Open malcolmbarrett opened 5 years ago

malcolmbarrett commented 5 years ago

May need a better approach to gapminder, which will likely be one of the following:

  1. Expanding the intro to gapminder to include a short description of data packages, where built-in data sets live in R
  2. Writing gapminder to .csv and reading it in with readr for practice. Could help have a sense of what it is and where it comes from.

I'm going to check with the RStudio edu team on this to see if there is a best practice

malcolmbarrett commented 5 years ago

Jenny Bryan mentioned that gapminder actually has a built-in .tsv for exactly this purpose: https://github.com/jennybc/gapminder#plain-text-delimited-files

corinne-riddell commented 5 years ago

Maybe the gapminder intro should be part of the intro to R package? I think another confusing thing is after library(gapminder), gapminder data frame becomes available but it isn't in the environment. I would vote for loading .tsv and having them see in environment and click on it to open in the viewer pane so they become familiar with the contents.

malcolmbarrett commented 5 years ago

A few other notes: 1) Hadley said he doesn't see it as too big a deal because you can't avoid their being some mystery when working with beginners and that where the data from data packages is is not that big of one 2) Garrett suggested that we could take the load-from-file approach OR we could walk through what the deal is with built in packages. He suggested showing iris as an example of one that comes with R. Then have people try to load gapminder and see it's not there without library(gapminder). The idea is to try to build a mental model of how data can live in R. He also noted that if we really care to give them an explanation about it in detail (we probably don't), you can actually see it under the environments tab.
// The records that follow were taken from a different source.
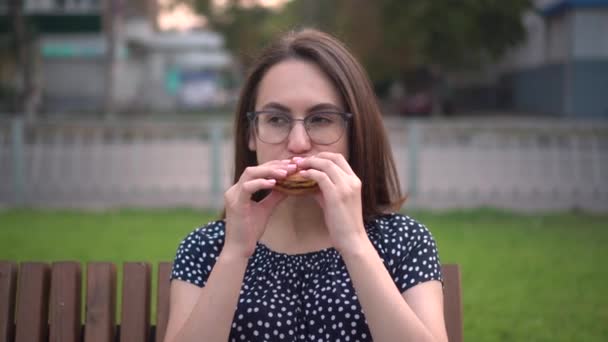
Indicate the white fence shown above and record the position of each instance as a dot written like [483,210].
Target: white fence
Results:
[442,164]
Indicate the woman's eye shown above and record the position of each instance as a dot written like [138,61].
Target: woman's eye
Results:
[321,119]
[277,119]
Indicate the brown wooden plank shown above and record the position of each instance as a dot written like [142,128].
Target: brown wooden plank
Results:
[162,300]
[32,302]
[100,315]
[66,290]
[452,302]
[8,287]
[135,319]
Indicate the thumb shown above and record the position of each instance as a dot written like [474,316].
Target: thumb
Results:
[272,200]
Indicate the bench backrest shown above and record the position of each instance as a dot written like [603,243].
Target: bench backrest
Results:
[41,302]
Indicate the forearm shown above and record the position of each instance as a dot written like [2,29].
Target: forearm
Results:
[211,317]
[388,315]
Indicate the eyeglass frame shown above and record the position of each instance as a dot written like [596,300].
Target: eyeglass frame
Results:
[346,117]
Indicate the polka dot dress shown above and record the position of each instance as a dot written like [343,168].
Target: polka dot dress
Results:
[310,296]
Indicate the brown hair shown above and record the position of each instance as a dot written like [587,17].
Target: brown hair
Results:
[370,155]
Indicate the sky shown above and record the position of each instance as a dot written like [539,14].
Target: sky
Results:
[183,18]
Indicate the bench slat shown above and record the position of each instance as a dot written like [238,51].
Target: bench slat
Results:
[452,302]
[135,323]
[32,302]
[100,321]
[8,287]
[66,290]
[162,300]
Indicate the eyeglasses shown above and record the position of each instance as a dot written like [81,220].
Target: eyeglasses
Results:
[323,128]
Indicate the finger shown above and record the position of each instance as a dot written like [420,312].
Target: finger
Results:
[253,186]
[338,159]
[335,173]
[325,183]
[274,170]
[272,200]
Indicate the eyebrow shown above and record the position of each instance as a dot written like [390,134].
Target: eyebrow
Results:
[318,107]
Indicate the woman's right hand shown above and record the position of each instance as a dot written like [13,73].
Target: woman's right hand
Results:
[246,219]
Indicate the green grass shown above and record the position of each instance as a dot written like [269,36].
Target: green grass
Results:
[540,277]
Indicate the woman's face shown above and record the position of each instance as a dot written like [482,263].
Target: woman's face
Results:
[296,88]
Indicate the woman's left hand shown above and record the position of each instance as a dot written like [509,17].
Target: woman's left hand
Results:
[340,198]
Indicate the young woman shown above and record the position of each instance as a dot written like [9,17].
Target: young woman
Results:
[335,265]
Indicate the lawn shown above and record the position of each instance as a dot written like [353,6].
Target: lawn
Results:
[538,277]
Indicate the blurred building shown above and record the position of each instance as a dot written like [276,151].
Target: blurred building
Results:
[561,69]
[563,66]
[79,64]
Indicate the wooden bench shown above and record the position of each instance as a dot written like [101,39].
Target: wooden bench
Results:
[42,302]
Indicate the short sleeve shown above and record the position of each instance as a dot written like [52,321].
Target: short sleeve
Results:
[197,254]
[412,252]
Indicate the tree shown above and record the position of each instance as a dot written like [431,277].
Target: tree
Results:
[388,36]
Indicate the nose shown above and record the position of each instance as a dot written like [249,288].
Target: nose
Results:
[298,140]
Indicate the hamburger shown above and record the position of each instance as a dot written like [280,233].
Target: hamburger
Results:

I would like the mental-model approach if we had more time, but we're already at capacity. To me that means revisiting the explanation slide and, if it's not feasible to capture the idea succinctly, just use it as an excuse to practice with readr.
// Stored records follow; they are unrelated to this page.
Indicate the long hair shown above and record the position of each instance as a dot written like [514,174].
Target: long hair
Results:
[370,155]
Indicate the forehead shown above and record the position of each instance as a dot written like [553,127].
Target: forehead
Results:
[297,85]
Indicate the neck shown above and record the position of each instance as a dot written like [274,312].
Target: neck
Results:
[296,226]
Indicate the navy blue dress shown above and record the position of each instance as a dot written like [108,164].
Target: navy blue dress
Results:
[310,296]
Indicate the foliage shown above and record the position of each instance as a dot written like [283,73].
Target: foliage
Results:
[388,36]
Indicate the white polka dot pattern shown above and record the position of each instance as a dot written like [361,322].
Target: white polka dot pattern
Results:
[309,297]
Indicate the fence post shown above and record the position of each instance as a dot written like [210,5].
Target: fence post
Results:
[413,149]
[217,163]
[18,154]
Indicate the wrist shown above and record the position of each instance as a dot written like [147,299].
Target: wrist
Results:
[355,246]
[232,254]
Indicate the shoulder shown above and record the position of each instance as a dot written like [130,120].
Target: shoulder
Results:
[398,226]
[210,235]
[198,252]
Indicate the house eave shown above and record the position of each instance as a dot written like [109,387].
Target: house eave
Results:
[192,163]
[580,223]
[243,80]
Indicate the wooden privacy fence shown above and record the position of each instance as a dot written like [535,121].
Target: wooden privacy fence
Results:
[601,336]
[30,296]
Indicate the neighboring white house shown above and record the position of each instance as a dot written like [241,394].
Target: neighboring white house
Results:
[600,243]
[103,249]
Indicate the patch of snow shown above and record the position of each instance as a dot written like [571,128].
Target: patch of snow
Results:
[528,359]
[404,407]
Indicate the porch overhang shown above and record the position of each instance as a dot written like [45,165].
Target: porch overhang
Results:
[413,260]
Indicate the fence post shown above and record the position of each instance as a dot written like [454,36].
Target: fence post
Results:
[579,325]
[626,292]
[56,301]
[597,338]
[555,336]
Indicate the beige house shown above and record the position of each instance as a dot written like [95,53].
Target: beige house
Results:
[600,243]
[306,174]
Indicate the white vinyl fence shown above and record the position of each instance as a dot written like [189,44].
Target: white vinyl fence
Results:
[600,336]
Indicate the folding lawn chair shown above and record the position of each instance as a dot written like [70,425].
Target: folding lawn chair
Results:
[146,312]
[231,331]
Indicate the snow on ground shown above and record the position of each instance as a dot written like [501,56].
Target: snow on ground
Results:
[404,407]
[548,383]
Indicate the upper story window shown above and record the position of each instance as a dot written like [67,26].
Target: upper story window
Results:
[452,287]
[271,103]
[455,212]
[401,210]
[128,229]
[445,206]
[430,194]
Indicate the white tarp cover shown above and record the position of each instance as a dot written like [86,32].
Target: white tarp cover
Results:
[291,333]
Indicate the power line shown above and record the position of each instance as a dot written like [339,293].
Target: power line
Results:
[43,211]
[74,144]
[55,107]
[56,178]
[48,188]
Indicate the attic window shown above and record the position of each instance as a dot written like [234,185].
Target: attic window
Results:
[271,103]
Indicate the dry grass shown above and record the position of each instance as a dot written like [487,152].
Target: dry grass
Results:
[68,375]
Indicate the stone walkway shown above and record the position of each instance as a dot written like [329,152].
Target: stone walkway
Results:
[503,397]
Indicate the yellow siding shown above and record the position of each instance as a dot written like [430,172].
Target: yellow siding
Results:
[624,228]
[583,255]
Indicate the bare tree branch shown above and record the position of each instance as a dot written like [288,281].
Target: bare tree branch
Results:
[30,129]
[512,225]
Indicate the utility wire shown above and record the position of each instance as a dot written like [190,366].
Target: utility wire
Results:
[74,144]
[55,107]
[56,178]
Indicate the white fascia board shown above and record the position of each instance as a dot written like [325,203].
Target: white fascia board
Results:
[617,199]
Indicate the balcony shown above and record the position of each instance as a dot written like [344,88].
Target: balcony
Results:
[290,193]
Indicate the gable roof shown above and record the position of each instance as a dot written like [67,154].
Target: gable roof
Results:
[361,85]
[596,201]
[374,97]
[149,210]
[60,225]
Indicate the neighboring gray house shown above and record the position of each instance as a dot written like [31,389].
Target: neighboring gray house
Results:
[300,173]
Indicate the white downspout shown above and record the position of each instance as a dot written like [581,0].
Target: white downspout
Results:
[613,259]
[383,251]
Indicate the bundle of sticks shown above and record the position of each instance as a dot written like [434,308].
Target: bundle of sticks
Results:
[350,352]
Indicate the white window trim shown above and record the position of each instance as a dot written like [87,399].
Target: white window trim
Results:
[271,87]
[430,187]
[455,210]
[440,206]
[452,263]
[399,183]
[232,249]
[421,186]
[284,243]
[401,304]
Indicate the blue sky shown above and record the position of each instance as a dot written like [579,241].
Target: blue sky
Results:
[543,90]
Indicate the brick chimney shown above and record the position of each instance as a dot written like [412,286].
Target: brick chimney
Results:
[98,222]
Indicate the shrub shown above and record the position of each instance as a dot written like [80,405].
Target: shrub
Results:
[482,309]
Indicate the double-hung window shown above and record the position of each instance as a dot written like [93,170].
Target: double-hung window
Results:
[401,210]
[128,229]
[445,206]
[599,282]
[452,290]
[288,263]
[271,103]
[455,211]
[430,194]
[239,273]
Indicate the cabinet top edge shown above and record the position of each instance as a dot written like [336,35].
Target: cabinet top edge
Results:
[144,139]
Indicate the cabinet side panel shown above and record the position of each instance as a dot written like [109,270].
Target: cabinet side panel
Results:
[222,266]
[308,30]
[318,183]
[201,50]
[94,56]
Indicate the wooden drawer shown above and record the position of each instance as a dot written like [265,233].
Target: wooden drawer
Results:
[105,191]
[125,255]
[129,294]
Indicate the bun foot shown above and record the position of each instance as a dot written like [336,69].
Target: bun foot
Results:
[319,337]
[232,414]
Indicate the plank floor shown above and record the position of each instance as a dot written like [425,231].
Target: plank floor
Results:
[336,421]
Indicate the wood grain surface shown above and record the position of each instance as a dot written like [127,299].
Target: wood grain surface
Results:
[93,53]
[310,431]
A summary the cost-benefit of using library(gapminder) for 2020 us (hello from the past): we gain that we can dive right in to dplyr because they don't actually need to find the file and it exists as expected (no weird loading issues). The cost is that it's a murkier mental model and people may not have installed/loaded the package.

corinne-riddell commented 5 years ago

I'm still in favor of loading from .tsv (or .csv or .xlsx -- something in-line with what is common in epi), given the focus of the workshop on teaching epi folks how to load the sorts of data they'll be working with so they can manipulate and visualize it. Loading from file removes the mystery and avoids time explaining general R concepts that are less useful in the workshop.

malcolmbarrett commented 5 years ago

that's a fair perspective, and I agree that getting this mental model into people's heads is not a priority. I don't know what my opinion is yet, though. Need to think about it.